Erich Asperschlager of TV Verdict wrote: "Part of me knows that the only way to enjoy the modern incarnation of The Simpsons is to stop expecting its stories to make sense. [The episode is] not straightforward at all. It’s like sometime after the tenth season, The Simpsons writers started using Mad Libs to generate story ideas. In fact, I’ve got a sneaking suspicion the only reason this episode exists is because someone came up with the title 'The Burns and the Bees' and just had to make it work."
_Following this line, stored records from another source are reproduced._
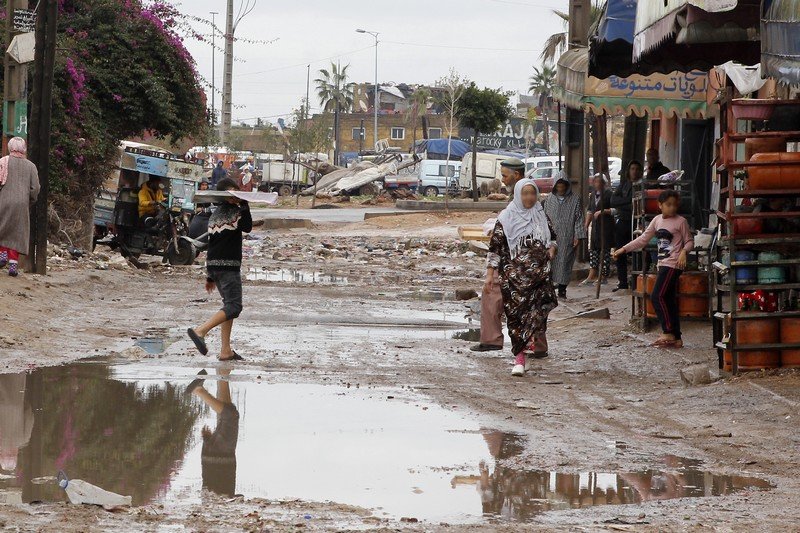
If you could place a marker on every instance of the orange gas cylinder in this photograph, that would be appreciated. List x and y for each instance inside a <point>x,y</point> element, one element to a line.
<point>693,294</point>
<point>755,145</point>
<point>777,176</point>
<point>760,331</point>
<point>651,283</point>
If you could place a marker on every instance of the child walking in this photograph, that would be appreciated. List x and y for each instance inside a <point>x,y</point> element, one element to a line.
<point>223,264</point>
<point>675,240</point>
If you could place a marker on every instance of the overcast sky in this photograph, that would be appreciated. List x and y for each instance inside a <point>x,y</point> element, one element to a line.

Harry Shearer received a nomination for a Primetime Emmy Award for Emmy Award for Outstanding Voice-Over Performance for his role as Mr. Burns, Smithers, Lenny and Dr. Hibbert in this episode, but lost to fellow Simpsons cast member Dan Castellaneta.

Stephanie Gillis was nominated for a Writers Guild of America Award in the Animation category in 2010 for writing the episode. The Simpsons was the only show to be nominated in the category, with the other nominated episodes being "Take My Life, Please", "Eeny Teeny Maya Moe", "Gone Maggie Gone" and "Wedding for Disaster". The winner, "Wedding for Disaster," was announced on February 20, 2010.